Op BROSELLA Folk & Jazz 2005 (9 & 10 juli) – ik zal het nooit vergeten – stonden plots twee Vrienden, die ook bevriend waren met Frans, aan de Brosella Office cabine, om met te zeggen :
“RIE, Frans PANS ligt op palliatieve zorg in het AZ Jan Portaels te Vilvoorde en hij wil u absoluut nog zien vooraleer hij sterft!” Ik herinner me dat dit aankwam als een koude douche midden in een warme zomer en tussen het plezier van schone muziek …

Ik ging dan zo spoedig mogelijk naar de kliniek kopmm Frans te bezoeken. Onderweg vroeg me af “Wat moet ik hem zeggen? Hoe moet ik hem begroeten?” In ieder geval niet met “Hoe gaat het met u, Frans?”
Toen ik zijn kamer binnenstapte zei ik gewoon:“Frans, ge wou mij zien. Hier ben ik.”

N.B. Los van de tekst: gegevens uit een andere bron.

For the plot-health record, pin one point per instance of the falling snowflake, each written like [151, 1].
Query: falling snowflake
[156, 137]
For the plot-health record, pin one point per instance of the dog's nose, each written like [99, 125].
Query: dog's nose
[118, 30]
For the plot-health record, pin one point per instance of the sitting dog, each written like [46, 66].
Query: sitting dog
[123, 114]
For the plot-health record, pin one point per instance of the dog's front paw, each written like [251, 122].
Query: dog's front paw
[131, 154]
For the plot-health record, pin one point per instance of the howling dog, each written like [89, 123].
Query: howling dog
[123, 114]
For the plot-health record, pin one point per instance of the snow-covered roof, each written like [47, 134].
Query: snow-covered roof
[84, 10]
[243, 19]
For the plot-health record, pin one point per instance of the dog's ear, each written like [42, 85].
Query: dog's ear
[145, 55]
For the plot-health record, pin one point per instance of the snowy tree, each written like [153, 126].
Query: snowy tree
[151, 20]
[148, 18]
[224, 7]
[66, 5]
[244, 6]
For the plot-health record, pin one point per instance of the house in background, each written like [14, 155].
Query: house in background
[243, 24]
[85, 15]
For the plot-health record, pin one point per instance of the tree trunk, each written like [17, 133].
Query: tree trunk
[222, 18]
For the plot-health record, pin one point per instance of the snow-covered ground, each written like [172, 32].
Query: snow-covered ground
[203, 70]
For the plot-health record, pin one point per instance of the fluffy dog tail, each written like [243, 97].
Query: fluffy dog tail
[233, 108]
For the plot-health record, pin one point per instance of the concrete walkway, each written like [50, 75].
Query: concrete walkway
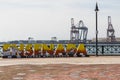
[68, 60]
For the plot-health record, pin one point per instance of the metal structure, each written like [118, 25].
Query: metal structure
[110, 31]
[74, 33]
[96, 11]
[83, 31]
[103, 49]
[79, 32]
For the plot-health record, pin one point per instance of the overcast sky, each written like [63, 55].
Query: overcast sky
[43, 19]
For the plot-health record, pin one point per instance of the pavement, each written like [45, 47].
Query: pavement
[68, 60]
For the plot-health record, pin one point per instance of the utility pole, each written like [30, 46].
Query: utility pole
[96, 11]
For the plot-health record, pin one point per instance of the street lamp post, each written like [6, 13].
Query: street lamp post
[96, 11]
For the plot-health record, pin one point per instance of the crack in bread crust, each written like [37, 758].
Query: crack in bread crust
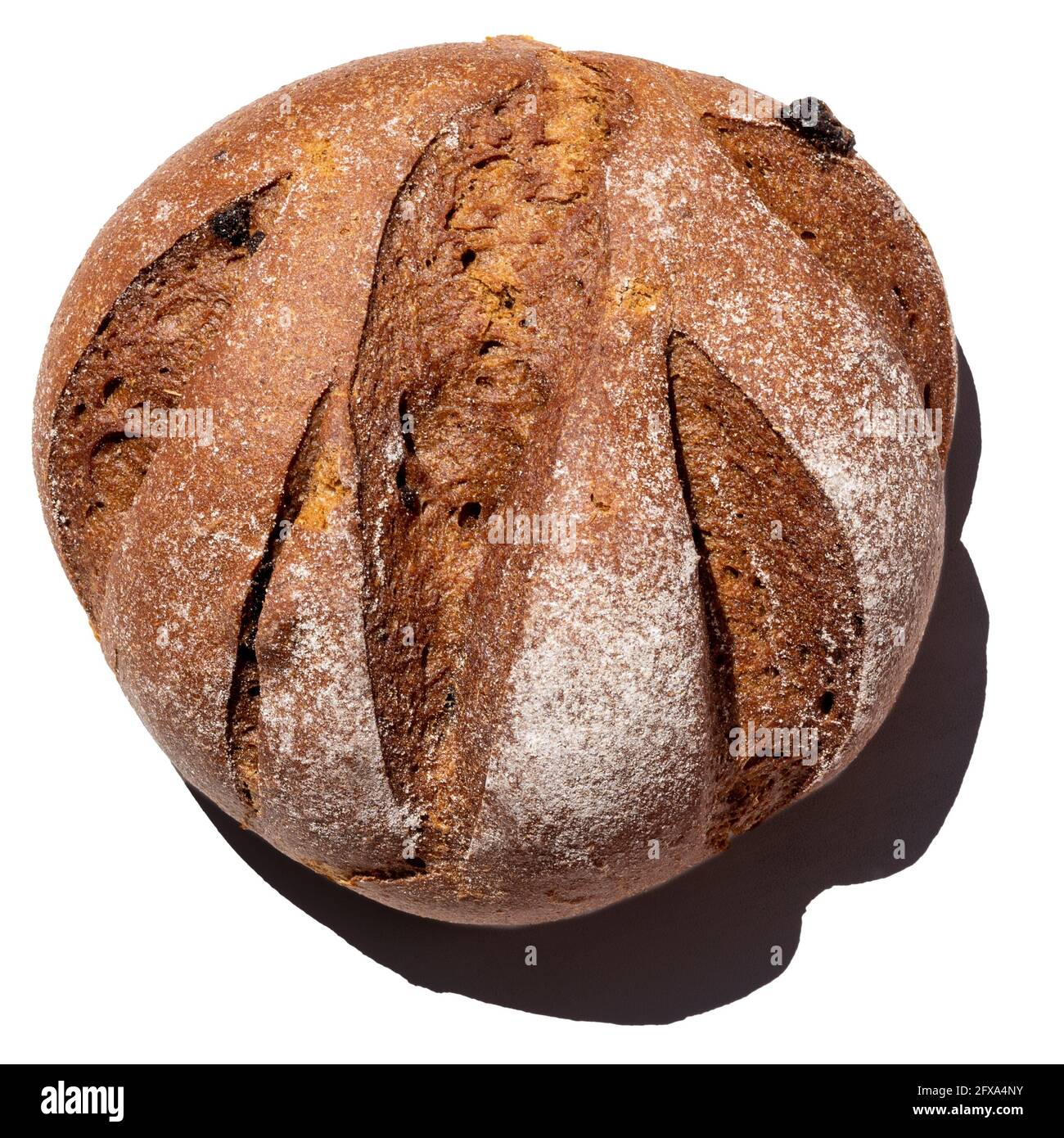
[765, 535]
[143, 350]
[498, 233]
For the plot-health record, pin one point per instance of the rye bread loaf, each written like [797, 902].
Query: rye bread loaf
[545, 451]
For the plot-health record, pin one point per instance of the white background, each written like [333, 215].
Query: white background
[131, 931]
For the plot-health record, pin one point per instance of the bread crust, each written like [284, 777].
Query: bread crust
[588, 283]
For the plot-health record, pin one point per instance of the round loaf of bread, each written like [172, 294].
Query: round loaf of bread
[498, 476]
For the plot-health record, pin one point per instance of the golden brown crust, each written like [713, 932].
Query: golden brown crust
[501, 280]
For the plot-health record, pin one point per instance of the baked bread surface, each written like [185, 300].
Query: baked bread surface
[429, 295]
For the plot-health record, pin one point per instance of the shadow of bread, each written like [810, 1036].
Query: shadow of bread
[707, 938]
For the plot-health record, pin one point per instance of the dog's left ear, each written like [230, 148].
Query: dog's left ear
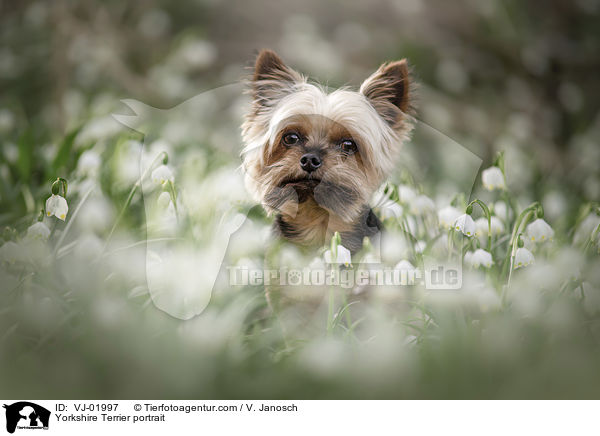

Hij vertelde me dat hij, dankzij de hulp van TOPAZ, een postume fototentoonstelling voorbereidde. Hij kon zelf geen fototoestel meer vasthouden, maar daar werd ginder, dankzij de medewerking van een vrijwilliger, een oplossing voor gevonden. Hij drong er sterk op aan dat ik zeker naar de opening van die tentoonstelling zou gaan, die na zijn dood zou georganiseerd worden in een klein zaaltje in Evere.
Dat moest ik hem beloven …!!!…

Hij vertelde me ook dat zijn dochter Russisch had geleerd om de teksten van zijn communistische kameraden in de oorspronkelijke versie te kunnen lezen.

Daarna zei hij: “Ge moogt gaan. Ik ben moe”

Dat was mijn laatste contact met Frans PANS, persoonlijk …
maar ik heb hem wel nog gezien in die postume fototentoonstelling,
want daar waren een aantal merkwaardige “zelfportretten” bij.